The Art Of Wax
How does that sticky stuff on the deck of your board really work?
Words: Chris Towery
Photo: John King
You may not realize it, but modern surfing, with its ultra high-performance maneuvers, owes a big debt to how your great-grandparents canned fruits and vegetables. Throughout the early decades of the 1930s, housewives everywhere used paraffin wax to seal cans and jars. In 1935, a young surfer named Alfred Gallant applied it to his board, and it quickly became the traction of choice, although it wasn't until the late 1960s that paraffin was mixed with other ingredients specifically to make surf wax. Even today, it's still the main ingredient in modern surf wax.
"The base of all surf wax is paraffin, which is from hydrocarbon, or oil," says John Dahl, president of Wax Research, which makes Sticky Bumps. "Part of the base is also resins and synthetic rubber. Then flexible waxes, similar to beeswax, go into it to make it softer, while other softeners like whipped oil are added, too."
These days surf wax is a fairly exact science, with different formulas for specific ranges of water temperatures. But does it really matter if you use warm-water wax in cold water? We'll spare you what would be a disastrous experiment—it totally matters. "In tropical water, you want to increase the melt temperature," says Dahl, "so you'd use hard wax with a high melt temperature. In cold conditions, you go the opposite way, so you're using a softer wax with a low melt temperature."
Basecoat is a hard wax that's primarily used as a first coat, but also works in warm and tropical water. The idea with basecoat is that it adheres and beads up better than cold-water waxes, and provides a durable anchor for the topcoat. But is it really necessary? "I recommend a base coat," says Sex Wax Founder Charles Herzog III, a.k.a. Mr. Zog. "The stickier formulas will move around unless there's something to lock them in place. A base coat is nothing more than a harder wax. It's really just the same as our tropical and warm water wax."
But get out there and try some different formulas and applications. After all, wax only runs about a dollar a bar, so you can afford to experiment.
-When applying basecoat, if you apply less pressure, you'll create taller, smaller-circumference beads that are super grippy. Pushing harder makes beads that are flatter and bigger around. It's really a matter of preference, just experiment a bit.

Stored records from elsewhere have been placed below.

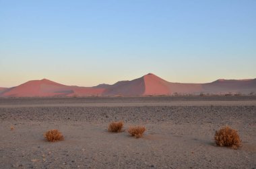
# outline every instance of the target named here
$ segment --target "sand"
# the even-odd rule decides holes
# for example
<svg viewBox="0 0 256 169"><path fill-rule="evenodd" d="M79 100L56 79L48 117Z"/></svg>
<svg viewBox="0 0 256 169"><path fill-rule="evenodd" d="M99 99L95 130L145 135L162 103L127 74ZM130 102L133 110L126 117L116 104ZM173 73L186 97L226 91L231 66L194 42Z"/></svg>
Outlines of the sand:
<svg viewBox="0 0 256 169"><path fill-rule="evenodd" d="M1 98L0 168L255 168L255 96ZM119 120L147 131L139 139L108 132ZM226 125L238 131L237 150L214 143ZM46 141L52 129L65 140Z"/></svg>

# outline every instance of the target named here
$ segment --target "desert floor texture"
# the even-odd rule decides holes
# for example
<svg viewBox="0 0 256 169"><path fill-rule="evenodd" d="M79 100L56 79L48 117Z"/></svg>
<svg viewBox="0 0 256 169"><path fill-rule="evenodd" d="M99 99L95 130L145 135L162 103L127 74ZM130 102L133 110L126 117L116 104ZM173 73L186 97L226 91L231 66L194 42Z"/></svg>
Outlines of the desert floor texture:
<svg viewBox="0 0 256 169"><path fill-rule="evenodd" d="M237 150L214 143L226 125ZM44 139L53 129L64 141ZM0 98L0 168L256 168L256 96Z"/></svg>

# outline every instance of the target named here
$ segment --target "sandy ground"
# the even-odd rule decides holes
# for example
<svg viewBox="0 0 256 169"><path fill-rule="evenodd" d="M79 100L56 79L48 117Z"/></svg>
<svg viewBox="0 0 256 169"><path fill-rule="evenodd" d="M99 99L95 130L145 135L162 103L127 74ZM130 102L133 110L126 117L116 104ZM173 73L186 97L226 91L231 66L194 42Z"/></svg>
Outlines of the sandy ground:
<svg viewBox="0 0 256 169"><path fill-rule="evenodd" d="M108 132L119 120L147 131ZM226 125L240 149L215 145ZM46 141L52 129L65 140ZM0 168L256 168L256 98L1 98L0 137Z"/></svg>

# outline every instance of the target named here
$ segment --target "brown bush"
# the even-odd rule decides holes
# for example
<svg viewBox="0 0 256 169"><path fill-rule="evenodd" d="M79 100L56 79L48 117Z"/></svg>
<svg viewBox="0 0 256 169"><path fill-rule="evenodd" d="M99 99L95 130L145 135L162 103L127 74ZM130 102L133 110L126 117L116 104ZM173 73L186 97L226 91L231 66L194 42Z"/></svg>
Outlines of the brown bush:
<svg viewBox="0 0 256 169"><path fill-rule="evenodd" d="M146 127L143 126L133 126L130 127L128 129L128 133L136 138L141 137L143 133L146 131Z"/></svg>
<svg viewBox="0 0 256 169"><path fill-rule="evenodd" d="M226 146L237 149L241 146L241 140L237 131L226 126L216 131L214 136L216 144L219 146Z"/></svg>
<svg viewBox="0 0 256 169"><path fill-rule="evenodd" d="M117 122L113 121L110 123L109 123L108 130L109 132L115 132L115 133L121 132L121 131L123 131L123 130L122 130L123 127L123 121L117 121Z"/></svg>
<svg viewBox="0 0 256 169"><path fill-rule="evenodd" d="M44 137L48 141L52 142L64 139L63 135L57 129L48 131L44 133Z"/></svg>

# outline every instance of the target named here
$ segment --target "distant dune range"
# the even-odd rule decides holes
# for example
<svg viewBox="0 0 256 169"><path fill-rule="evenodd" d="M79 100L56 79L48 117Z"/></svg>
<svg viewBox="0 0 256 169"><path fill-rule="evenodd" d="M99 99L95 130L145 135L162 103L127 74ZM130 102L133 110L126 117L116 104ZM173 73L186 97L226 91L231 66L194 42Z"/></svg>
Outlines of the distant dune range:
<svg viewBox="0 0 256 169"><path fill-rule="evenodd" d="M65 86L46 79L32 80L13 88L0 88L0 97L143 96L193 94L251 94L256 79L218 79L207 83L172 83L148 73L131 81L94 87Z"/></svg>

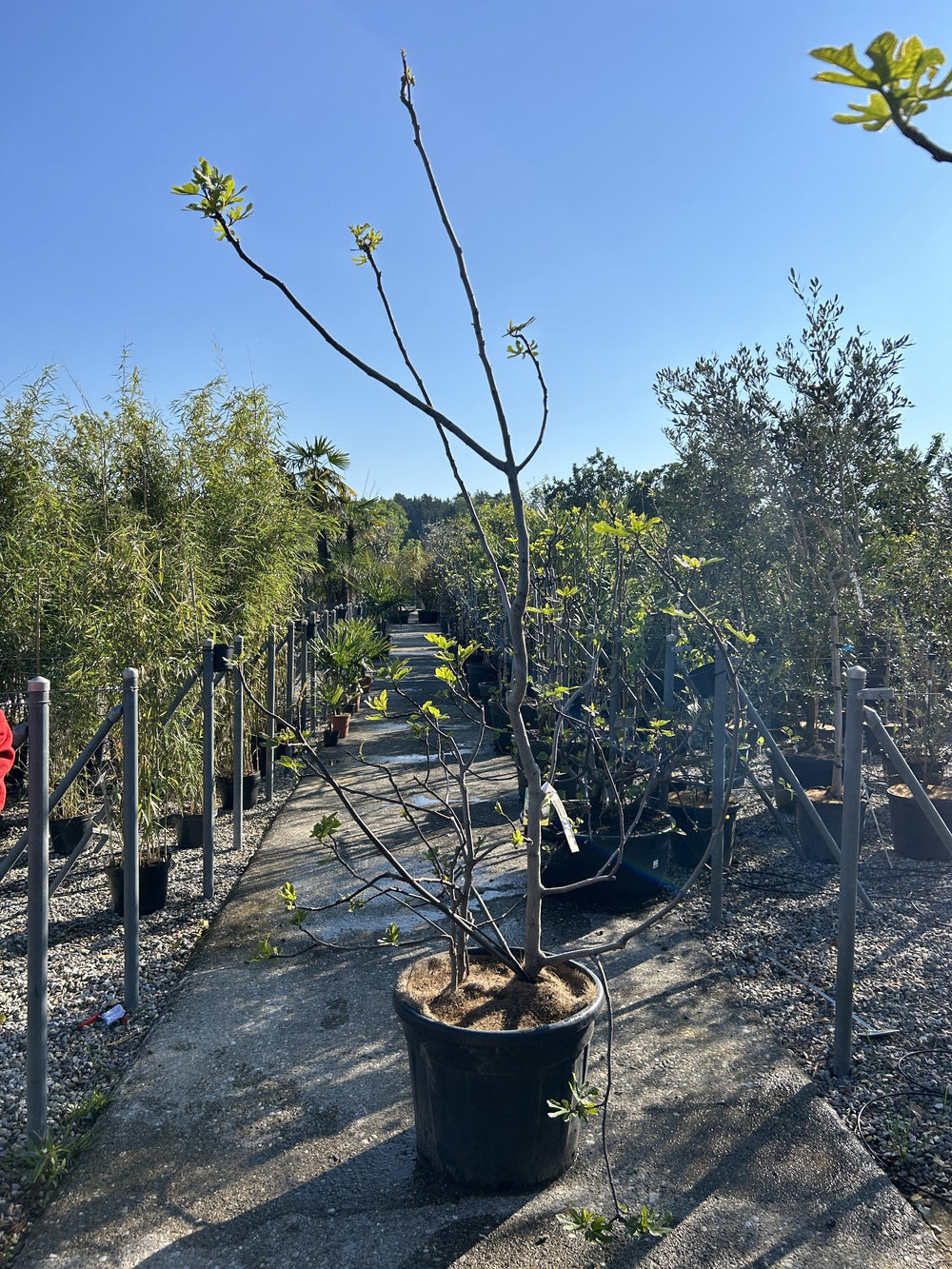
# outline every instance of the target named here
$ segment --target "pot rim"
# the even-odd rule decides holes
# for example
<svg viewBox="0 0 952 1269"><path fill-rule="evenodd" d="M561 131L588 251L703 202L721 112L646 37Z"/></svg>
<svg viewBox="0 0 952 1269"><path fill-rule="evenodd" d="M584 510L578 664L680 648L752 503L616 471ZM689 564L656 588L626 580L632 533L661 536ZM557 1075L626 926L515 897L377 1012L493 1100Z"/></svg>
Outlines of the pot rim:
<svg viewBox="0 0 952 1269"><path fill-rule="evenodd" d="M519 948L513 948L514 952L520 950ZM429 956L438 956L439 953L428 953ZM447 953L444 953L447 954ZM473 950L473 957L490 958L487 952ZM534 1044L545 1044L548 1039L559 1034L565 1034L572 1030L585 1030L589 1025L594 1025L595 1019L602 1013L605 1003L605 994L602 986L602 980L595 973L593 968L585 964L584 961L572 959L562 962L565 964L571 964L592 980L595 986L595 997L584 1005L578 1013L570 1014L567 1018L560 1019L557 1023L543 1023L541 1027L519 1027L514 1029L500 1029L500 1030L484 1030L477 1027L454 1027L452 1023L444 1023L439 1018L430 1018L428 1014L420 1013L420 1010L407 999L405 991L402 990L402 983L406 977L411 973L414 966L418 961L413 961L410 964L405 966L397 977L393 986L393 1010L401 1022L410 1022L419 1030L429 1032L432 1036L446 1036L446 1037L466 1037L466 1043L481 1048L498 1048L500 1043L506 1046L519 1046L523 1048L531 1048Z"/></svg>

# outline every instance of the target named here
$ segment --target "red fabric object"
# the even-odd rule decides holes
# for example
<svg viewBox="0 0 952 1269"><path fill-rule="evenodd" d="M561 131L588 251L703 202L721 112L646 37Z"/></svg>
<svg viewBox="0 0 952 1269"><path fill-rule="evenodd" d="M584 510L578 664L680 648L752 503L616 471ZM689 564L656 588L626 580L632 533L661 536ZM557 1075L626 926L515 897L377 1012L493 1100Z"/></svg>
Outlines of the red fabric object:
<svg viewBox="0 0 952 1269"><path fill-rule="evenodd" d="M0 709L0 811L6 802L6 786L4 777L13 766L13 732L6 721L6 714Z"/></svg>

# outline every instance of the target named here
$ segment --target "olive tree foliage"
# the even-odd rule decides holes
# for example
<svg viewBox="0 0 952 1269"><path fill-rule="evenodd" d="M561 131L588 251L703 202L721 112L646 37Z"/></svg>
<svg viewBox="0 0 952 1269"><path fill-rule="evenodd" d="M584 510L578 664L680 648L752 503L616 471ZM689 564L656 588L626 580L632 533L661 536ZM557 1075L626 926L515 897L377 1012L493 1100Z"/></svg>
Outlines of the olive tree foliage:
<svg viewBox="0 0 952 1269"><path fill-rule="evenodd" d="M202 638L251 646L294 607L314 541L258 388L188 393L166 421L123 363L107 410L43 376L0 409L0 699L50 678L60 758L75 756L121 671L161 711Z"/></svg>
<svg viewBox="0 0 952 1269"><path fill-rule="evenodd" d="M847 335L838 297L791 280L806 312L798 341L658 376L680 458L658 497L678 538L715 557L716 603L758 634L778 679L812 693L840 627L856 641L868 619L873 542L916 532L938 448L899 439L908 339Z"/></svg>
<svg viewBox="0 0 952 1269"><path fill-rule="evenodd" d="M930 102L952 96L952 70L938 77L946 63L941 48L927 48L918 36L900 43L891 30L883 30L866 49L868 66L859 61L852 44L811 48L810 56L836 67L814 76L821 84L869 91L867 102L850 102L849 113L834 114L836 123L858 123L866 132L880 132L895 123L904 137L937 162L952 162L952 150L937 145L911 122L928 110Z"/></svg>

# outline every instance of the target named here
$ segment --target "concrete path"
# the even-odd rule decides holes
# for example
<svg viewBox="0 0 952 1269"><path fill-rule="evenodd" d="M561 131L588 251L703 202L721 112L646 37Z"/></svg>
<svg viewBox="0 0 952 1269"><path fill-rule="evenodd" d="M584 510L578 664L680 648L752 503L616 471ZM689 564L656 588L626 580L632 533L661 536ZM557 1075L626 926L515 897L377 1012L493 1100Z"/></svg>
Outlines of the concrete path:
<svg viewBox="0 0 952 1269"><path fill-rule="evenodd" d="M405 654L423 647L413 627L399 643ZM347 747L366 739L368 755L414 751L402 728L385 725L372 737L374 725L358 723ZM341 755L338 769L349 763ZM485 773L489 824L493 802L514 780L503 759L487 758ZM514 808L512 797L506 805ZM557 1212L608 1207L593 1127L575 1166L541 1193L468 1194L434 1180L415 1160L406 1056L390 1005L396 973L416 949L376 947L391 916L371 906L355 924L315 923L368 949L293 954L306 940L286 924L282 883L293 881L312 904L347 888L339 869L319 865L308 839L333 808L326 786L302 782L17 1269L949 1263L809 1080L735 1006L677 921L607 966L616 1179L632 1204L670 1209L674 1232L598 1247L564 1235ZM405 834L400 822L393 817L386 831ZM350 841L359 855L354 834ZM517 881L504 873L498 888ZM547 921L551 943L609 925L575 910ZM249 963L264 937L282 956ZM592 1071L600 1086L605 1036L603 1023Z"/></svg>

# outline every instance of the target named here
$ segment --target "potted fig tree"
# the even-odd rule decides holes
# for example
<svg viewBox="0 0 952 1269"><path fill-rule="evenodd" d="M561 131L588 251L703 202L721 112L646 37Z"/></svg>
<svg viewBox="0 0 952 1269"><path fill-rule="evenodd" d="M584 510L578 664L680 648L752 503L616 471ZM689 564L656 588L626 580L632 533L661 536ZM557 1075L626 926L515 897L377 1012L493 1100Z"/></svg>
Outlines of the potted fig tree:
<svg viewBox="0 0 952 1269"><path fill-rule="evenodd" d="M527 787L524 824L512 825L505 841L508 850L513 846L519 849L522 860L526 917L518 943L505 937L496 920L484 919L489 906L479 890L479 865L485 857L486 845L481 832L473 826L473 816L467 811L473 754L461 751L451 726L452 720L439 703L434 699L413 702L410 722L434 759L442 763L440 779L453 787L452 801L444 798L446 822L454 838L449 858L446 853L430 855L432 844L428 843L419 811L409 799L402 803L410 831L423 844L433 864L432 878L420 878L418 868L407 864L391 841L374 832L366 816L354 806L349 789L321 761L319 753L314 751L308 763L335 789L341 807L374 848L378 862L382 858L386 863L387 892L392 895L399 891L409 905L423 905L430 914L428 926L443 945L439 954L424 957L401 975L393 997L410 1051L418 1152L444 1175L466 1184L481 1188L526 1188L550 1180L571 1162L580 1118L589 1113L583 1105L592 1109L592 1099L586 1099L583 1091L586 1055L604 995L600 976L590 967L593 958L625 947L645 924L659 919L674 906L674 900L623 934L593 938L559 949L545 945L542 905L546 887L542 879L541 819L546 794L542 772L523 717L529 679L526 612L531 598L531 553L520 476L543 439L547 388L536 341L528 332L532 319L509 322L505 332L508 357L528 364L541 396L536 435L517 453L462 250L421 140L414 104L414 76L405 57L400 98L458 266L476 355L487 390L490 412L498 428L499 442L495 449L454 421L429 396L400 335L393 307L386 297L377 264L382 236L374 228L364 223L350 227L357 251L354 259L358 264L368 265L367 272L373 275L383 301L386 320L406 367L405 382L391 378L345 348L319 316L248 253L237 230L250 214L251 206L245 202L244 188L239 188L231 175L218 171L203 159L194 168L193 179L175 187L175 193L192 197L194 201L188 204L189 209L211 220L218 239L260 278L277 287L330 348L432 421L459 486L486 567L494 579L498 612L508 643L505 709L517 761ZM504 483L512 510L514 543L512 565L505 570L500 566L473 497L459 475L454 445L481 458ZM638 533L645 527L642 522L632 522L632 533ZM319 641L315 648L319 667L331 681L339 675L336 681L345 693L359 678L359 674L353 674L343 664L345 648L341 643L352 629L348 623L339 622L330 637ZM465 665L467 657L476 651L475 645L461 646L435 633L428 634L428 638L434 643L438 661L437 687L442 685L451 695L462 698L462 709L479 709L472 697L465 692ZM366 656L366 652L362 654L359 660ZM405 670L405 666L396 664L385 673L386 687L372 702L378 713L386 712L387 692L400 694L402 690ZM338 816L325 817L315 826L314 836L334 846L339 822ZM618 822L623 839L627 831L623 810ZM621 851L618 854L621 860ZM613 876L614 872L609 868L580 884L607 886ZM367 886L371 891L380 890L381 882L372 876ZM286 892L286 901L292 907L296 905L292 887ZM489 1018L493 1020L487 1023ZM556 1109L552 1110L547 1103L555 1103ZM559 1109L560 1104L564 1109ZM612 1220L623 1221L623 1211L617 1209Z"/></svg>

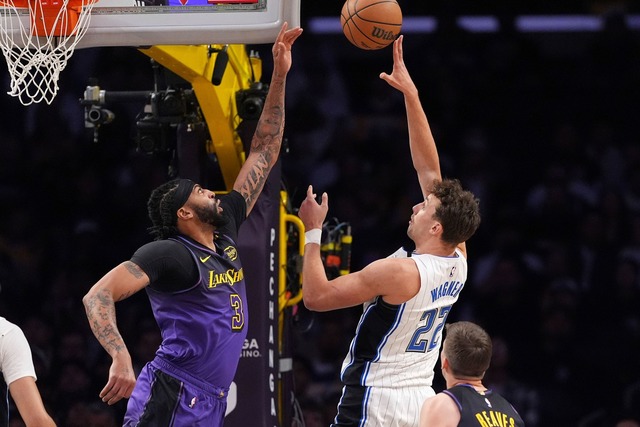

-Wax is messy as hell, and it seems to get everywhere. If you get it on carpet, one trick to get it up is to heat up an iron, put a paper grocery bag over the spot, and put the heated iron over the bag. It'll heat up the wax and soak it up out of the carpet and into the paper bag. Make sure and be super careful with the iron. Wax on the carpet sucks, but it's better than overcooked carpet.